Pavel spat into the fire. “It's burning, ain't it?”

A slaver stopped by the cage. He was thin, with dirty brown hair and pale eyes. He climbed onto the wagon, opened a small door near the top of the cage, barely large enough to pass a bowl through, and dipped a ladle with a long handle into a bucket.

Richard waited. His mouth was so dry, he could almost taste the water.

The slaver passed the ladle through the window. “Why Leftie?” he murmured.

“It's what his father used to call him before he beat him in his drunken rages,” Richard said. “His right testicle never dropped.”

The slaver held the ladle closer. Richard drank, three deep delicious gulps, then the man retracted the ladle and latched the window shut.

The slavers began to settle down. A pot was set over the fire; a couple of rabbits had been dressed and chopped into it. Voshak came to sit by the flames, facing the cage. He bent to poke at the coals, and Richard pondered the top of the man's blond head. The human skull was such a fragile thing. If only his hands weren't tied.

He had to survive and bide his time. The slavers were taking him to the Market, he was sure of it. Left to his own devices, Voshak would've strung him up on the first tree he saw. Richard grinned. And after his neck snapped, Voshak would probably stab his corpse a few times, drown it, then set it on fire. Just in case.

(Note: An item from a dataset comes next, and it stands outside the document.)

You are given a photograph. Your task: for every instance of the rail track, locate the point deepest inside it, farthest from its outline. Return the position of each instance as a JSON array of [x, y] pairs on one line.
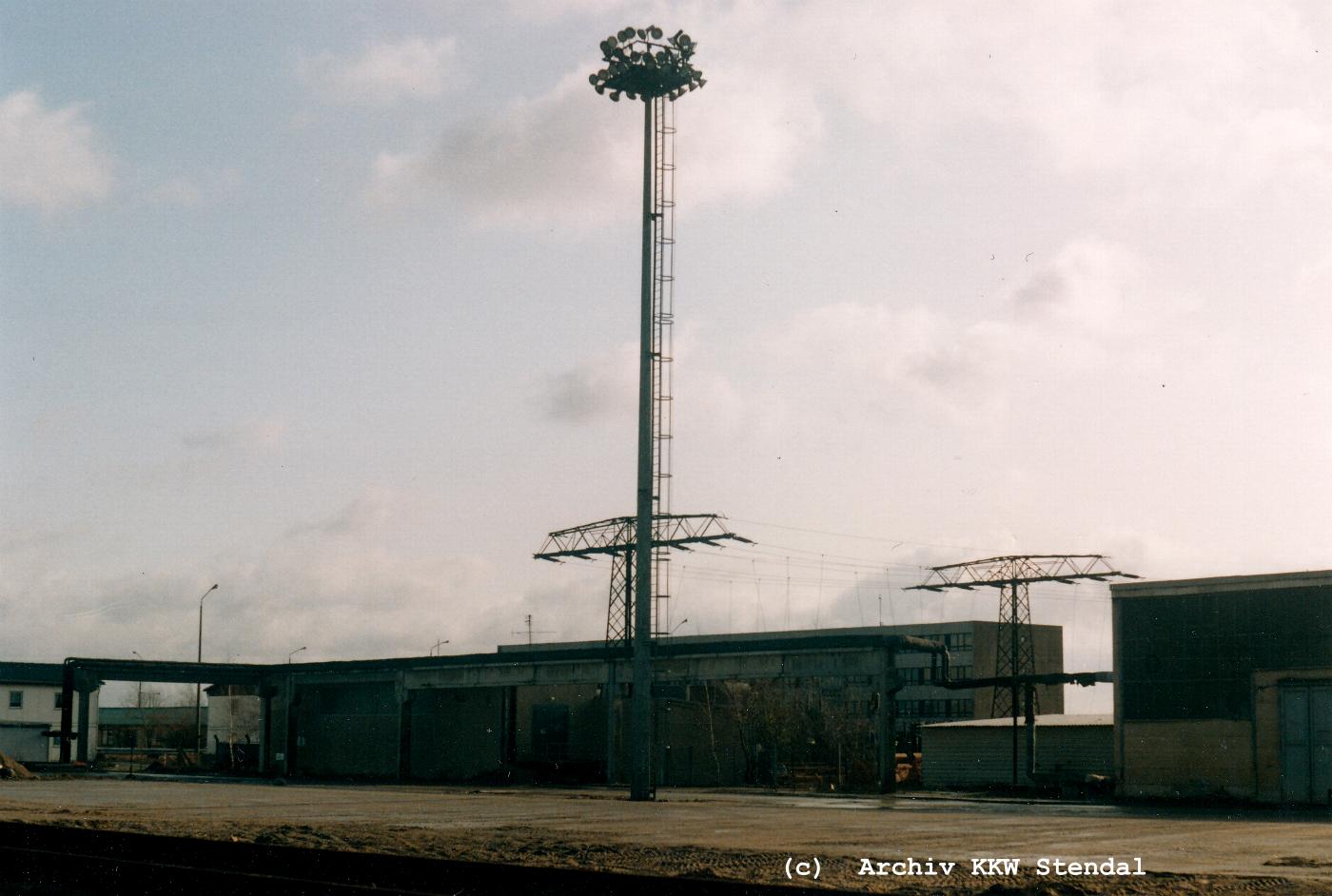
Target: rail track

Someone near the top of the slaver food chain must've recognized that the rank-and-file slaver crews feared the Hunter. They wanted to boost morale by making a production out of killing him. Richard might have worked for a year to get to the Market, but he had no intention of arriving there on their terms. An opportunity would present itself. He just had to recognize it and make the best of it.

If he failed now, Sophie would take his place. The thought filled Richard with dread.

Revenge was an infectious disease. For a time it gave you the strength to go on, but it devoured you from the inside like a cancer, and when your target was finally destroyed, all that remained was a hollow shell of your former self. Then the target's relatives began their own hunt, and the cycle continued. He'd learned that lesson at seventeen, when a feuding family's bullet exploded in his father's skull, spraying bloody mist all over the market stall. What he had lost was irreplaceable. No amount of death would bring his father back to life. Back then, Richard was already a warrior, a killer, and he continued to kill, but never out of revenge. He severed lives so the family would be safe, and the new generations would never feel the pain of having their parents ripped out of their lives. He fought to keep the rest of them safe.